Her husband shook his head. He’d told me that he’d been at the store getting some things. He got back and she was hysterical. He’d found no one in the house and when I asked if she wanted me to check, she said no.

“See, it’s those pills.”

“What pills?”

“Well, my home nurse told me they might give me hallucinations, but I didn’t believe her. I took two before she left, but it still hurt so I took another one. Those men trying to set me on fire were as real as you are standing there.”

“What kind of pills, ma’am?” I asked.

“Vicodin,” she said, a tiny grin playing at the corners of her mouth.

“Ah,” I said. “Yep, those’ll play with you.”

“Have you had them?”

“No, ma’am, but my wife took some once. Gave her hallucinations so bad she thought I was good-looking AND rich.”

The woman laughed so hard I thought blood and pus and God knows what all else would start leaking from the cut above her eye. Just the thought of that scared me half to damn death.

Her good eye rolled around and caught me. “I’m really sorry, I should have known they were playing with me.”

“Well, you call anytime, whether you think it’s real or not.”

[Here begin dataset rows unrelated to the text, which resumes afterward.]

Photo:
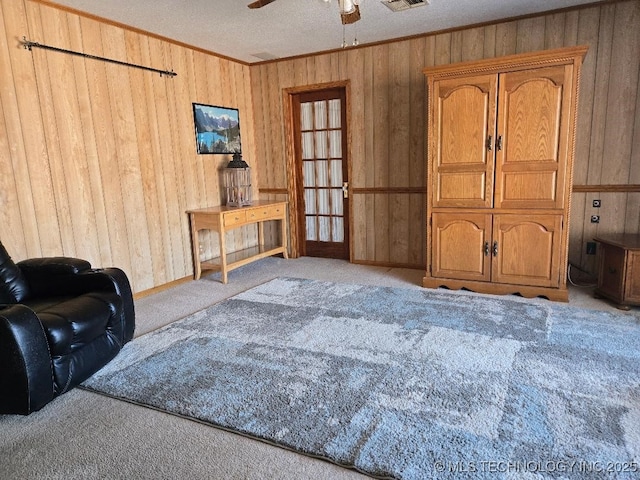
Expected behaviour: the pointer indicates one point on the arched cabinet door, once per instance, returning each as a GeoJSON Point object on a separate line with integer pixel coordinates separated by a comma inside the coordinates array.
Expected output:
{"type": "Point", "coordinates": [461, 246]}
{"type": "Point", "coordinates": [526, 249]}
{"type": "Point", "coordinates": [533, 132]}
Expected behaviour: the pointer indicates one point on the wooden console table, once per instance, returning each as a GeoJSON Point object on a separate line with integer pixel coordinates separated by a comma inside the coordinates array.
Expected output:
{"type": "Point", "coordinates": [619, 269]}
{"type": "Point", "coordinates": [222, 219]}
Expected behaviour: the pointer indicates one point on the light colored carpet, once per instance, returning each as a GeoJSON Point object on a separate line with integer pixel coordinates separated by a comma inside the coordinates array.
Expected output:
{"type": "Point", "coordinates": [86, 435]}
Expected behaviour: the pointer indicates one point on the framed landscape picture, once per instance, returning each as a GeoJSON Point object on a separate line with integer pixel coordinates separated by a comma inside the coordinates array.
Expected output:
{"type": "Point", "coordinates": [217, 129]}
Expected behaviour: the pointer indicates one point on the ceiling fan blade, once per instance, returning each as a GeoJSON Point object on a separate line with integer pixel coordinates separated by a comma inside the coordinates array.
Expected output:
{"type": "Point", "coordinates": [260, 3]}
{"type": "Point", "coordinates": [352, 17]}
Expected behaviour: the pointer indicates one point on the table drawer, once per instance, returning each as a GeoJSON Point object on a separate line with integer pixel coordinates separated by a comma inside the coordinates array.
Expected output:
{"type": "Point", "coordinates": [235, 218]}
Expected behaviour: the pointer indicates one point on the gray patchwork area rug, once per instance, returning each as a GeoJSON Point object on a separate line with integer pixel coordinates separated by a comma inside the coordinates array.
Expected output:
{"type": "Point", "coordinates": [402, 383]}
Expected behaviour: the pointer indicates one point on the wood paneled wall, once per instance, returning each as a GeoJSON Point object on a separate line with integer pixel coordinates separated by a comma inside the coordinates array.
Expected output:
{"type": "Point", "coordinates": [388, 123]}
{"type": "Point", "coordinates": [98, 160]}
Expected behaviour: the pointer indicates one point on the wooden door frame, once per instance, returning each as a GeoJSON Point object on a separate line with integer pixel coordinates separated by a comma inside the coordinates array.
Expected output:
{"type": "Point", "coordinates": [293, 181]}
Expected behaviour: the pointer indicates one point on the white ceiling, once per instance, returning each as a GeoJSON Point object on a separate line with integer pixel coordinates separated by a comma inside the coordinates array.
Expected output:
{"type": "Point", "coordinates": [288, 28]}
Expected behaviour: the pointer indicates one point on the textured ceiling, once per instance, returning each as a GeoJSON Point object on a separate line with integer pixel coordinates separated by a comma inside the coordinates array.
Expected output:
{"type": "Point", "coordinates": [288, 28]}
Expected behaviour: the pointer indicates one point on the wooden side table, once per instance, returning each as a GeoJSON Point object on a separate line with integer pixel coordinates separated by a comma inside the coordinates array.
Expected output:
{"type": "Point", "coordinates": [222, 219]}
{"type": "Point", "coordinates": [619, 269]}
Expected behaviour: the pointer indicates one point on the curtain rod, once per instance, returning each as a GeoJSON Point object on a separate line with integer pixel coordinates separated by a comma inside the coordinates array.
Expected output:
{"type": "Point", "coordinates": [28, 45]}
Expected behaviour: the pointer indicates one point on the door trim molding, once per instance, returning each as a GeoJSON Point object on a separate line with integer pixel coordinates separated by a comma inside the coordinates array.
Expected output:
{"type": "Point", "coordinates": [290, 163]}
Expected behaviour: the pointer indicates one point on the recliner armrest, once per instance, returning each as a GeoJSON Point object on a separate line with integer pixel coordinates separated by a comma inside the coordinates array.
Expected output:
{"type": "Point", "coordinates": [53, 266]}
{"type": "Point", "coordinates": [54, 276]}
{"type": "Point", "coordinates": [26, 373]}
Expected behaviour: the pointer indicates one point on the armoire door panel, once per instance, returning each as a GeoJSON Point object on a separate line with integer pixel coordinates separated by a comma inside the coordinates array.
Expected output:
{"type": "Point", "coordinates": [529, 188]}
{"type": "Point", "coordinates": [530, 166]}
{"type": "Point", "coordinates": [461, 246]}
{"type": "Point", "coordinates": [527, 249]}
{"type": "Point", "coordinates": [458, 189]}
{"type": "Point", "coordinates": [463, 166]}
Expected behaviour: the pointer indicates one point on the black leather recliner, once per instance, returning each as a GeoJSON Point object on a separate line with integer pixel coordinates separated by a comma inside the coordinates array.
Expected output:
{"type": "Point", "coordinates": [60, 322]}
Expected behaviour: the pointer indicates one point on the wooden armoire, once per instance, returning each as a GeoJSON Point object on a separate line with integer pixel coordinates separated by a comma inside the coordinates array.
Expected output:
{"type": "Point", "coordinates": [500, 154]}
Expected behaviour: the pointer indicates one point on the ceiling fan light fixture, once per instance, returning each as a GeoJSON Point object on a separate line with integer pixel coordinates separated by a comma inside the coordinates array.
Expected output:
{"type": "Point", "coordinates": [346, 7]}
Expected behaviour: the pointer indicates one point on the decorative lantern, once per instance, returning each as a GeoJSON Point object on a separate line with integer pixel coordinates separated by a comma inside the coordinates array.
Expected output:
{"type": "Point", "coordinates": [237, 182]}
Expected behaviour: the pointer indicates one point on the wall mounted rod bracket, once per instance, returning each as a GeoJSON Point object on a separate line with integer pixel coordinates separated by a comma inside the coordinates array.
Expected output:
{"type": "Point", "coordinates": [28, 45]}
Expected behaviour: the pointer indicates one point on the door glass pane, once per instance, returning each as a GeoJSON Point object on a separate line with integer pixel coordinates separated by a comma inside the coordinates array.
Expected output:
{"type": "Point", "coordinates": [323, 202]}
{"type": "Point", "coordinates": [325, 229]}
{"type": "Point", "coordinates": [307, 145]}
{"type": "Point", "coordinates": [334, 113]}
{"type": "Point", "coordinates": [336, 202]}
{"type": "Point", "coordinates": [322, 167]}
{"type": "Point", "coordinates": [335, 143]}
{"type": "Point", "coordinates": [320, 109]}
{"type": "Point", "coordinates": [306, 116]}
{"type": "Point", "coordinates": [309, 201]}
{"type": "Point", "coordinates": [321, 144]}
{"type": "Point", "coordinates": [338, 229]}
{"type": "Point", "coordinates": [311, 229]}
{"type": "Point", "coordinates": [336, 173]}
{"type": "Point", "coordinates": [309, 173]}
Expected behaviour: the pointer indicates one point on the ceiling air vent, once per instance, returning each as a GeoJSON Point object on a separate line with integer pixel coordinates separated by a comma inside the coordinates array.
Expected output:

Then we were done. I asked the husband one last time if he wanted me to check out the house.

“No, we’re fine.”

No, they weren’t. She is in a hospital bed in the living room, a bandage around most of her head, a wound over her left eye that probably leaks fluid, that same eye completely useless. A small house that once have been mighty fine, but was no just forgotten and left to rot. Not much food that I saw, sad and tired clothes, a truck with more rust than an abandoned Indiana steel mill.

They were not fine, and there was noting I could do for them. My job, that day, was to solve their problem…that day. Short term. There was nothing long term I could offer.

For all I know, sitting here on July 8, she might already be dead. I’ve not kept up with her and in fact, can’t even remember her name. I just remember how embarrassed she was to have to call me, how she almost tossed some tears because she was so embarrassed.